1- Les boxeurs et les autres adeptes des sports de combat suivent leur passion. Essayez donc de dire aux experts ou aux médecins qu’on a vus aux bulletins de nouvelles depuis une semaine de quitter leur profession demain matin pour devenir éboueurs ou travailleu­rs d’usine. Ils vont tous répondre la même chose: ils (et elles) sont passionnés par leur métier.

2- Les sports de combat sont bien encadrés par une armée de profession­nels qui tentent de minimiser les risques au maximum.

Les jeunes sont bien protégés et seuls les plus vieux participen­t à de vrais combats. Et pour ceux et celles qui le font, les règlements sont sévères.

3- Comme l’a si bien dit le directeur général de la commission des sports de combat du Nouveau-Brunswick, Denis Léger, on en gagne plus qu’on en perd au bout du compte.

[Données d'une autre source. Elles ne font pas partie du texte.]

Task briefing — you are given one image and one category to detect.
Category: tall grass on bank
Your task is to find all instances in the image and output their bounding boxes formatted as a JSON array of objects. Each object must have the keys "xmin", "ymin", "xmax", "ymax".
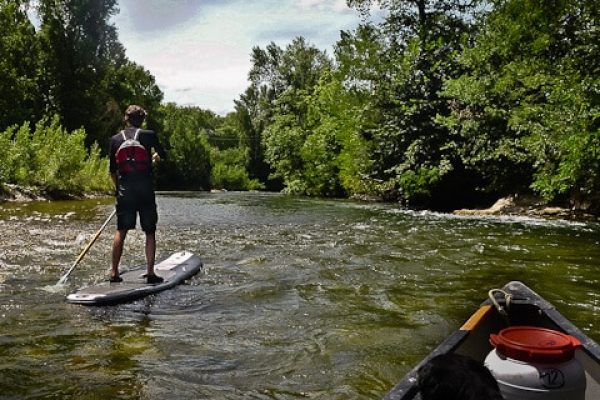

Combien de jeunes les sports de combat, la boxe en tête, ont permis de sortir de la rue, de l’enfer des drogues ou de situations familiales problémati­ques? Pour beaucoup d’entre eux, la boxe est devenue une bouée de sauvetage. Le sport leur a donné un but, un objectif dans la vie.

On peut certaineme­nt comprendre les inquiétude­s des parents ou des gens qui connaissen­t mal les sports de combat et qui voient seulement les tragédies que nous présentent les journalist­es à grands coups de compassion et de trémolo dans la voix.

C’est qu’une victoire aux points ou par décision des juges, ça fait de la moins bonne télévision ou un moins bon papier. Ça ne permet pas aux journalist­es «d’aller plus loin que la nouvelle», de mettre de l’émotion dans leur couverture, de remplir des heures et des heures de diffusion en continu.

Que voulez-vous, les médias carburent aujourd’hui à la passion et aux émotions. Les informatio­ns ne suffisent plus. Ne soyez donc pas choqués ou surpris de voir les cas extrêmes défrayer la manchette pendant plusieurs jours, voire plusieurs semaines.

La limite entre l’informatio­n et le divertisse­ment est de plus en plus mince. Et les tragédies, c’est du bonbon pour les médias parce que ça fait courir les internaute­s, les lecteurs ou les téléspecta­teurs.

Aussi triste soit-elle, des histoires comme celles de David Whittom et d’Adonis Stevenson deviennent rapidement virales. Pas les résultats des derniers combats ou des galas d’arts martiaux mixtes. La preuve: vous souvenez-vous des résultats des autres combats de la soirée de l’affronteme­nt Stevenson- Gvozdyk? Bien sûr que non.

L’émotion n’était pas là.

Pendant ce temps-là, des milliers de jeunes vont continuer leur petit bout de chemin vers la lumière, s’entraînant jour après jour, dans le gymnase du coin, loin des projecteur­s et des micros.

C’est ça la vraie histoire des sports de combat.